16:44 ^🔗	Ceryn	For reference, you get 86400 requests per hour at one request per second.
16:45 ^🔗	JAA	Yeah, obviously.
16:46 ^🔗	Ceryn	And apropos, is there a general crawling rate you prefer to avoid getting rate-limited on sites? I know Reddit only allows a request every 2 seconds.
16:46 ^🔗	Ceryn	:)
16:46 ^🔗	JAA	We've been hammering them with five connections and a very low delay for weeks now.
16:46 ^🔗	JAA	They do?
16:46 ^🔗	JAA	Isn't that for the API?
16:46 ^🔗	Ceryn	Oh, yes.
16:47 ^🔗	Ceryn	Huh. Maybe they don't do that for web scraping. But I'm pretty sure they don't want you to query more often.
16:48 ^🔗	JAA	They didn't seem to care when I grabbed a number of subreddits through ArchiveBot a while ago (after Charlottesville).
16:48 ^🔗	Ceryn	Cool. How much did you grab? The entire thing? Did it work out well?

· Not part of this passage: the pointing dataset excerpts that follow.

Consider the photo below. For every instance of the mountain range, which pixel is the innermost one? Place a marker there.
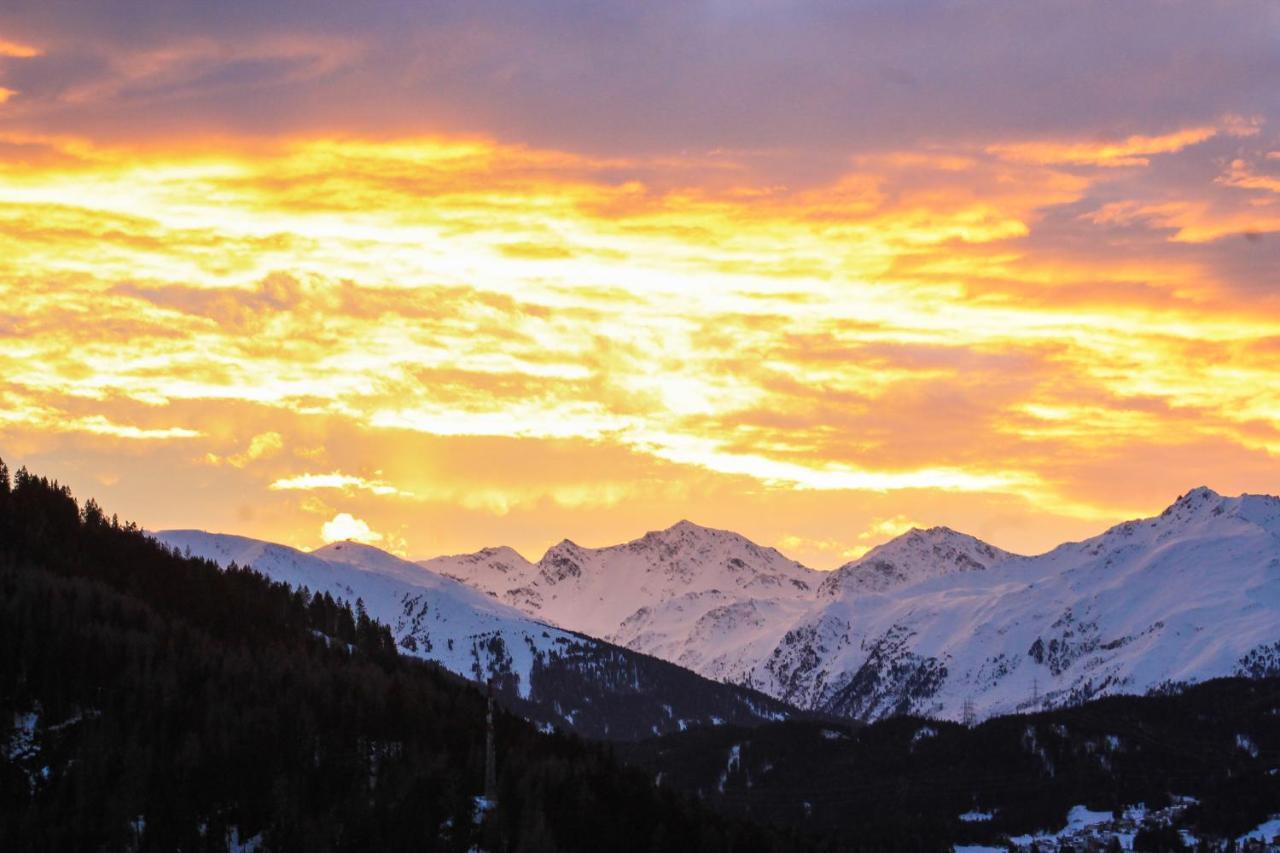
(554, 676)
(933, 623)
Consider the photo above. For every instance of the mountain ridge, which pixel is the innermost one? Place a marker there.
(900, 628)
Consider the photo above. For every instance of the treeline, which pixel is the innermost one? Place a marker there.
(904, 783)
(150, 701)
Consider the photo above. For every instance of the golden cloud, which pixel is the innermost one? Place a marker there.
(895, 331)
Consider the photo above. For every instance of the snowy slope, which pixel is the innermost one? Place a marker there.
(557, 676)
(932, 619)
(708, 600)
(912, 557)
(434, 617)
(1191, 594)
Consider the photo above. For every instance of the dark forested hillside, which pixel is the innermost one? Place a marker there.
(154, 702)
(905, 783)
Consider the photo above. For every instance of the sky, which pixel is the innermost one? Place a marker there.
(440, 276)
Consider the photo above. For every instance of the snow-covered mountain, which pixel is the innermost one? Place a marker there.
(708, 600)
(935, 619)
(1188, 596)
(553, 675)
(912, 557)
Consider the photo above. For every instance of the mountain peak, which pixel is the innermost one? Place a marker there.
(910, 557)
(1192, 502)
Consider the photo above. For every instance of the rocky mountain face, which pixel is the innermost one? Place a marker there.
(1184, 597)
(708, 600)
(554, 676)
(935, 620)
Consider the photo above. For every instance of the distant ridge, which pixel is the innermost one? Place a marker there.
(933, 617)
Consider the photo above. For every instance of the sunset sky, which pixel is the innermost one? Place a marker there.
(449, 274)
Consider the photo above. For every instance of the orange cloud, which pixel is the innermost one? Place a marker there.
(1132, 151)
(461, 331)
(18, 50)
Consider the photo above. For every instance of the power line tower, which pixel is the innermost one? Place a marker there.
(490, 755)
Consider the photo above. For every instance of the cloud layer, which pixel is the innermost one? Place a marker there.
(472, 274)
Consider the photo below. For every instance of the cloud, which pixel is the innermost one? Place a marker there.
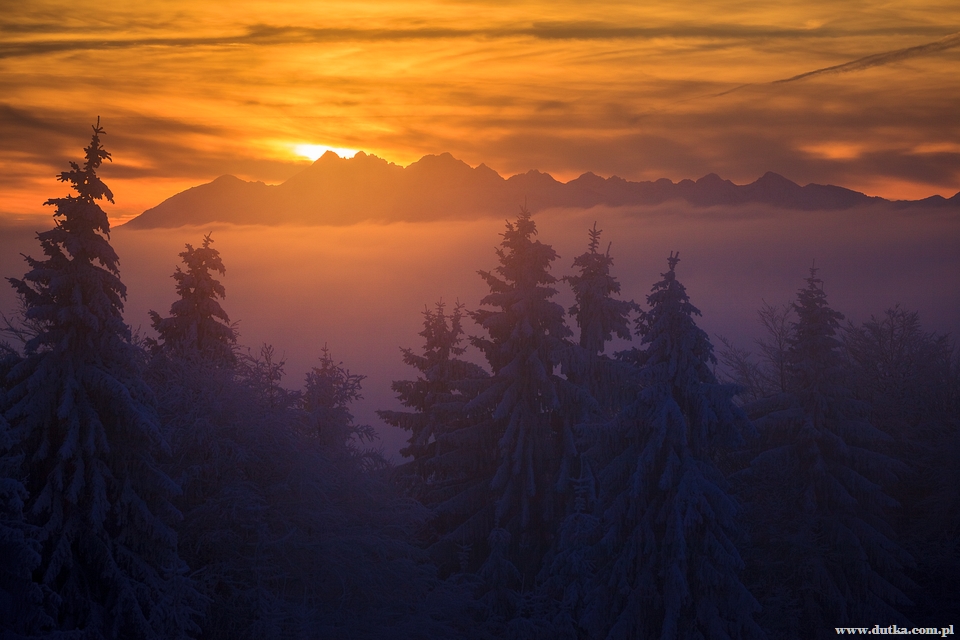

16:49 ^🔗	dd0a13f37	Large sites probably don't care, IMO it's better to start extremely high (e.g. max out your bandwidth) and see if you get blocked
16:50 ^🔗	Ceryn	Hm. Hopefully the block would be very temporary, then.
16:51 ^🔗	dd0a13f37	Just switch IPs
16:51 ^🔗	JAA	No, not the entire thing, just select subreddits, in particular far-right ones.
16:51 ^🔗	JAA	Stuff like /r/EuropeanNationalism etc.
16:51 ^🔗	JAA	Some of them got banned recently.
16:51 ^🔗	Ceryn	Yeah, I meant the entire subreddits. Cool.
16:51 ^🔗	Ceryn	Oh? Did you expect that to happen?
16:51 ^🔗	JAA	Well yeah, as far as it let me.
16:52 ^🔗	JAA	I think you can only get the last 1000 posts for a particular subreddit the normal way.
16:52 ^🔗	JAA	For anything older, you have to use the search with a special syntax.
16:52 ^🔗	JAA	Yeah, I wasn't at all surprised that they finally closed those shitholes.
16:52 ^🔗	JAA	They've been giving them bad press.
16:53 ^🔗	JAA	That seems like the only thing they care about.
16:54 ^🔗	Ceryn	Oh okay. Didn't know that.
16:54 ^🔗	dd0a13f37	What about archiving voat?
16:54 ^🔗	JAA	By the way, there's a full Reddit archive available somewhere also.
16:55 ^🔗	Ceryn	Do you have any idea how many of the posts you managed to get, then? 90+%? (And how many is that?)
16:55 ^🔗	JAA	They're continuously grabbing all comments etc.
16:55 ^🔗	JAA	No clue.
16:55 ^🔗	Ceryn	Oh sweet!
16:55 ^🔗	JAA	Note that these grabs can't get all comments in large threads.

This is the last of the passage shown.